Sunday, 20 April 2008

Crowdsourcing metadata cleaning?

If you're interested in another perspective on dealing with user-generated tags or metadata, this blog post from, Fingerprinting and Metadata Progress Report talks about how they're trying to create 'order from chaos':
So far our fingerprint server identified 23 million unique tracks, from the 650 million fingerprint requests you’ve thrown at it. Who knows how many unique tracks there are out there.. We have a couple of hundred million tracks based on spelling alone – but not all of them are spelt correctly.

They have some interesting issues to deal with in cleaning up their (i.e. your data, if you're a user) data, especially when 'the most popular spelling is not necessarily the correct one'. And what about bands that change their name (but are essentially the same band) or line-up (are they still the same band?) - when do you decide to create a new identifier?

They're letting users who are logged in vote on potential corrections to an artist name, effectively testing crowdsourcing metadata corrections as well as the original data creation process. This model could work for museums - depending on the collection, some museums already get a lot of corrections when parts of their collections are published online. What would happen if we made that process transparent?


  1. Sounds pretty good, the work they're doing.

    I can't help feeling that people generally care much more about music than museum objects (and are thus more likely to want to participate in such a project), however I think we can probably use some aspects of this kind of work.
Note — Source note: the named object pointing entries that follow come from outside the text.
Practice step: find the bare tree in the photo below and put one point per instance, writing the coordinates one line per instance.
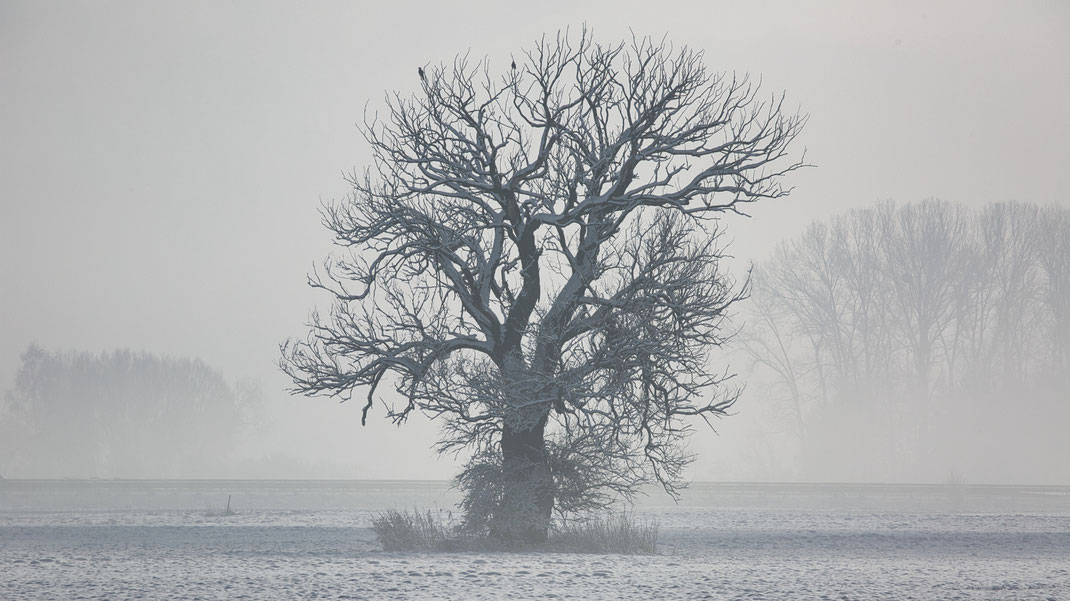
(533, 258)
(917, 320)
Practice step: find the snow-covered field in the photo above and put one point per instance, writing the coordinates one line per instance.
(290, 540)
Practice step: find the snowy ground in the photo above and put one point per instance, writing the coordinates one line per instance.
(711, 549)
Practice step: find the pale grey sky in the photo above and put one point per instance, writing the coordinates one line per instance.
(162, 163)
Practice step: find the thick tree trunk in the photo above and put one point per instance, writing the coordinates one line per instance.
(528, 488)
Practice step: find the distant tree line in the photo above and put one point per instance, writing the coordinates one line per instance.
(119, 414)
(933, 335)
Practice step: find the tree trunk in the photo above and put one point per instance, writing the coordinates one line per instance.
(528, 488)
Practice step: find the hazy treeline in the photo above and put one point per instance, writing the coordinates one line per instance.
(119, 414)
(920, 339)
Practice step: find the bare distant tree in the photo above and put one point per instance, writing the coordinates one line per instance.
(533, 258)
(916, 317)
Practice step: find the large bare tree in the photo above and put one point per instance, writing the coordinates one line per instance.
(534, 258)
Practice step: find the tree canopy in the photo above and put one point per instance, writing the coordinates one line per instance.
(534, 258)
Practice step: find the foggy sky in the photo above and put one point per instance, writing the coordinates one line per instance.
(163, 163)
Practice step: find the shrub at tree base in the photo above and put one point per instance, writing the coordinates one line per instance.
(404, 530)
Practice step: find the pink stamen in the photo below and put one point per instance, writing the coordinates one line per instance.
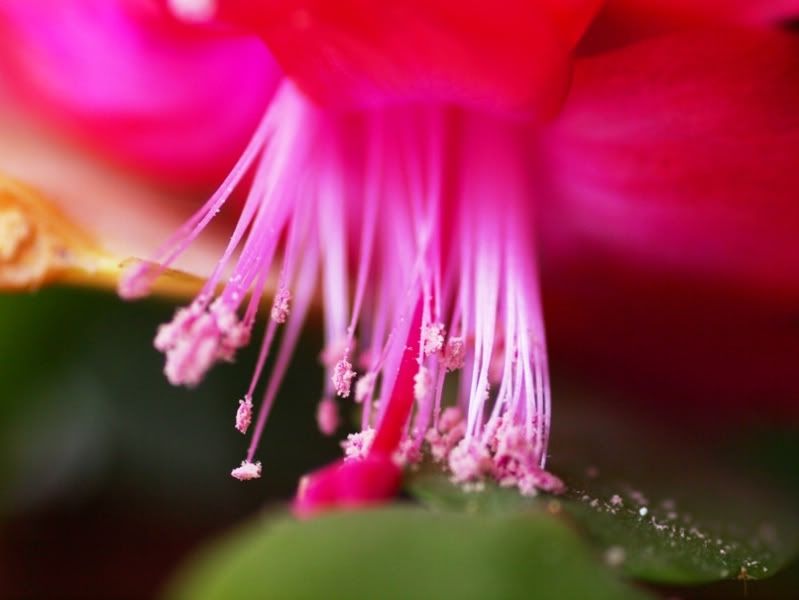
(244, 414)
(342, 377)
(282, 306)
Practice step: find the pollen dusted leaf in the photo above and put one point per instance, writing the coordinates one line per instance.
(669, 516)
(400, 553)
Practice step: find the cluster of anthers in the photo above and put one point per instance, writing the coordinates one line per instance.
(444, 297)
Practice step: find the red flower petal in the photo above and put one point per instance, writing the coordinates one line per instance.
(171, 101)
(508, 54)
(682, 153)
(624, 21)
(674, 231)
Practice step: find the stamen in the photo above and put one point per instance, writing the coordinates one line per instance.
(432, 338)
(244, 414)
(327, 416)
(247, 471)
(281, 306)
(342, 377)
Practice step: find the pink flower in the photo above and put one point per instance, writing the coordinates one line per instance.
(404, 152)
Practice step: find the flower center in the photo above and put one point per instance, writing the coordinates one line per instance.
(439, 340)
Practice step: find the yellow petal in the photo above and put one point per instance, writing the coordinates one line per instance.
(40, 245)
(77, 220)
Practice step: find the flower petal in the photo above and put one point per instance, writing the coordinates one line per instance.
(169, 100)
(510, 54)
(78, 217)
(625, 21)
(691, 12)
(671, 240)
(681, 152)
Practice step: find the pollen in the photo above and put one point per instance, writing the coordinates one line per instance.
(454, 355)
(244, 414)
(422, 382)
(282, 306)
(248, 470)
(342, 377)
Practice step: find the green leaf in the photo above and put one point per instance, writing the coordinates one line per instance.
(400, 552)
(658, 511)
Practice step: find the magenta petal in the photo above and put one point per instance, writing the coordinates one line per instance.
(176, 103)
(679, 154)
(348, 484)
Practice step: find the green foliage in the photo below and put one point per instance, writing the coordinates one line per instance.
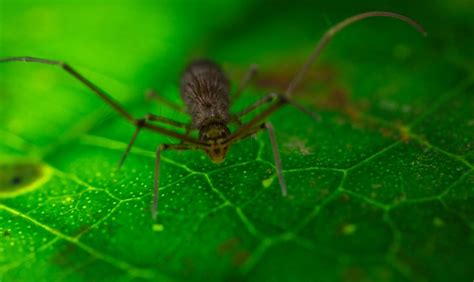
(381, 189)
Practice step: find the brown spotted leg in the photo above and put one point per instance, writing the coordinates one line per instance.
(139, 126)
(268, 99)
(156, 183)
(276, 154)
(138, 123)
(282, 100)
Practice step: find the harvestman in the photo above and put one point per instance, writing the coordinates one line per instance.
(205, 91)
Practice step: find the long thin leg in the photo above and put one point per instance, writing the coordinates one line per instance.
(270, 98)
(281, 101)
(155, 118)
(277, 158)
(129, 147)
(151, 94)
(276, 153)
(156, 183)
(106, 98)
(335, 29)
(245, 81)
(141, 123)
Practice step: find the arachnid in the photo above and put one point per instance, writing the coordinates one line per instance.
(205, 92)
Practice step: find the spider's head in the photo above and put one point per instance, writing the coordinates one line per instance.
(215, 135)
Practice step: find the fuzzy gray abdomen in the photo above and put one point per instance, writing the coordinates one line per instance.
(205, 91)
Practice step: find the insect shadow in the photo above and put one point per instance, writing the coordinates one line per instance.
(205, 91)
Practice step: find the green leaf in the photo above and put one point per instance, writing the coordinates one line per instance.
(381, 189)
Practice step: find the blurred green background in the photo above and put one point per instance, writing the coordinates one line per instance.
(381, 189)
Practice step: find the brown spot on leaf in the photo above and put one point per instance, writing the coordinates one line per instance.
(240, 257)
(228, 245)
  2. The thing is, most people aren't setting out to 'participate in a metadata cleaning project', they're just voting on the correct artist name, or organising their iTunes, or whatever.

    Yeah, the user base is different and much bigger, but there are still lots of people organising, annotating and labelling museum objects - students, researchers, curators, collectors.

    If we could somehow capture the knowledge created when people use or interact with our objects, we'd end up with much better metadata. In reality, there are lots of issues to resolve but it's an interesting model.

  3. I agree, it could really work...